# Captured vehicles



## tiny32 (24 Feb 2006)

Is there a term for when a vehicle is captured from the enemy and used in combat ageist that enemy?


----------



## DG-41 (24 Feb 2006)

"karma" or perhaps "payback" 

But no, AFAIK, there is no official term for this - except in the Navy, where a captured ship is called a "prize".

DG


----------



## 17thRecceSgt (19 Apr 2006)

what about if the enemy gets their hands on a LSVW...would they call that...

" some kind of sick joke "


----------



## TCBF (19 Apr 2006)

During the First World War, most of the tanks used by the Germans were captured from the British.

Tom


----------



## 1feral1 (19 Apr 2006)

TCBF said:
			
		

> During the First World War, most of the tanks used by the Germans were captured from the British.
> 
> Tom



Hey, in that war there was even male and female tanks. The male having a gun, the female armed with MGs only.

Cheers,

Wes


----------



## Centurian1985 (19 Apr 2006)

How about 'war booty'?  :blotto:


----------



## TN2IC (19 Apr 2006)

Wesley H. Allen said:
			
		

> Hey, in that war there was even male and female tanks. The male having a gun, the female armed with MGs only.
> 
> Cheers,
> 
> Wes



That was always intresting why they refer to that.
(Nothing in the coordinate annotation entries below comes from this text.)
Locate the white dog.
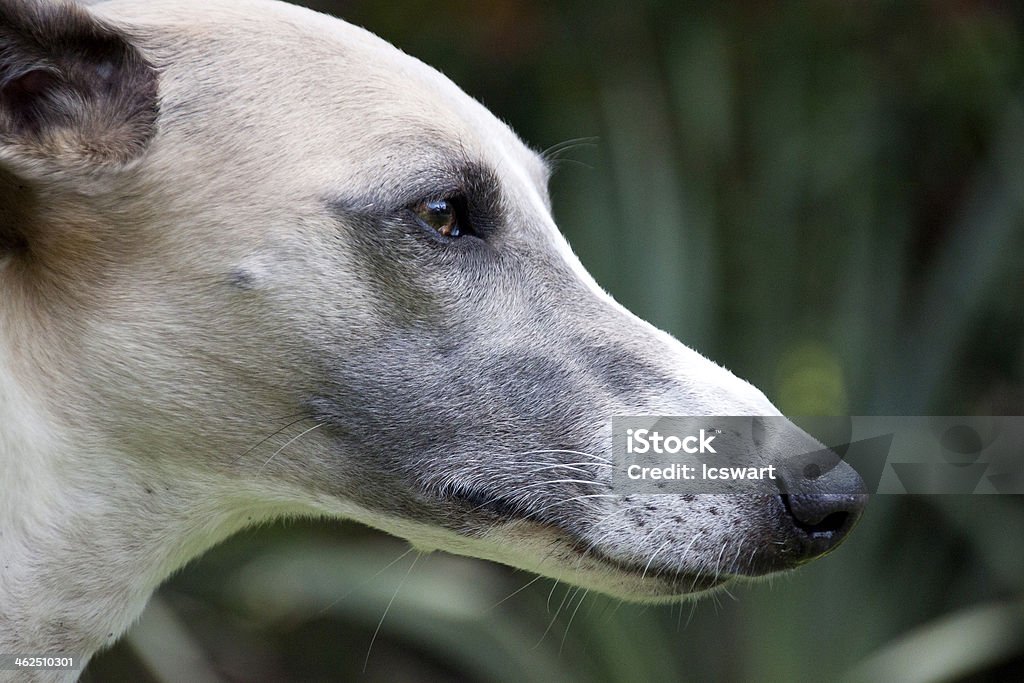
[0,0,863,680]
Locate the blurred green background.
[87,0,1024,681]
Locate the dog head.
[0,0,863,599]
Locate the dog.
[0,0,865,680]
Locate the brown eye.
[413,200,462,238]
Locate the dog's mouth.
[446,489,736,600]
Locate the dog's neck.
[0,335,244,681]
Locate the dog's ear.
[0,0,157,166]
[0,0,158,256]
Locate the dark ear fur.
[0,0,158,258]
[0,0,157,167]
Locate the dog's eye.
[412,200,471,238]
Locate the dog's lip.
[451,492,734,598]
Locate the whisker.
[259,422,327,471]
[231,414,309,465]
[517,449,611,463]
[362,553,421,674]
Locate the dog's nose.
[779,462,867,561]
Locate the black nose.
[778,450,867,561]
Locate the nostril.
[779,494,863,536]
Example of one wold be the Whippet tank.. Now can one of the armour guy please enligthen us on this idea of male and female tanks during WWI.


----------



## DG-41 (19 Apr 2006)

There really wasn't anything special about "male" vs "female" - they were just different weapons configurations for similar hulls. Could just as easily been "A" and "B" or "left" and "right" or whatever. 
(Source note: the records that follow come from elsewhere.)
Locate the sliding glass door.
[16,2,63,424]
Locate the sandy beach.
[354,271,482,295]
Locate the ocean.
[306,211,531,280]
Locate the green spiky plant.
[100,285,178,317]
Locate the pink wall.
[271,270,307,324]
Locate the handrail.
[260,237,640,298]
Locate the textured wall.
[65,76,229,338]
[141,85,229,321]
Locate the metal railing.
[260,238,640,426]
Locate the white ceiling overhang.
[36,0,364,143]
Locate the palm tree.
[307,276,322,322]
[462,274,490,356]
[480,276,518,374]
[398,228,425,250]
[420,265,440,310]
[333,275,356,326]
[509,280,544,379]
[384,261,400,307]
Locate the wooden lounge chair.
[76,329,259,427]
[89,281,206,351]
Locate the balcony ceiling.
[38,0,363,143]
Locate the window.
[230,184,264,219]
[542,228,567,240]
Probably just somebodies' sense of humour.

DG


----------



## FormerHorseGuard (19 Apr 2006)

if that  rusty tub is a prize i would ask for a refund for the box of crackerjacks i won it in.
I think green peace should be out there protesting the rusty tub owners for the pollution they  cause tothe world.
i guess some one will like that  tub but not me


----------



## George Wallace (19 Apr 2006)

Aren't some of those 'Tubs' what GreenPeace use?


----------



## Michael Dorosh (19 Apr 2006)

FormerHorseGuard said:
			
		

> if that  rusty tub is a prize i would ask for a refund for the box of crackerjacks i won it in.
> I think green peace should be out there protesting the rusty tub owners for the pollution they  cause tothe world.
> i guess some one will like that  tub but not me



Mmmm...and besides furtive glances at the south end of a north-bound horse (going by your handle), what prizes have you ever captured, young fella?  I sniff sour grapes in the air.


----------



## FormerHorseGuard (20 Apr 2006)

personally i have captured no prize winning ships. not sure i would want to capture one, what  would i do with it living near the Ottawa River, they  would not allow that  ship to sail on the Ottawa too much risk of it sinking


----------



## Darth_Hamel (15 May 2006)

Wesley H. Allen said:
			
		

> Hey, in that war there was even male and female tanks. The male having a gun, the female armed with MGs only.
> 
> Cheers,
> 
> Wes



Yeah and tanks with one MG and one gun were called hermaphrodites. Totally not kidding


----------



## Colin Parkinson (27 Jun 2006)

gravyboat said:
			
		

> I was part of a prize crew.  A section of my NBP was tasked to provide security on a captured smuggler off the coast of Iraq that we had to transfer to a holding anchorage in the NAG.  Our ship had an officer onboard to control the vessels movements and engineers for support as well.
> 
> Here's a picture of said Scow.  http://s14.photobucket.com/albums/a330/CraigCanucks/?action=view&current=georgios.jpg



So does the navy still give out "prize rewards" to the Captain and crew?


----------



## exsemjingo (29 Jun 2006)

Once captured, they're yours.  No need for a special name.
One of Sun Tsu's principles.


----------



## Retired AF Guy (2 Jul 2006)

There are two terms used to describe captured material: 

* Captured enemy equipment (CEE) as its name says refers to any equipment captured from the bad guys; and

* Captured enemy documents (CED) which is self-explanatory.

A quick search of the internet also turned up the U.S. term which "captured enemy material (CEM)" which encompasses both CEE and CED. However, in the Canadian military I have never heard of the term CEM being used.


----------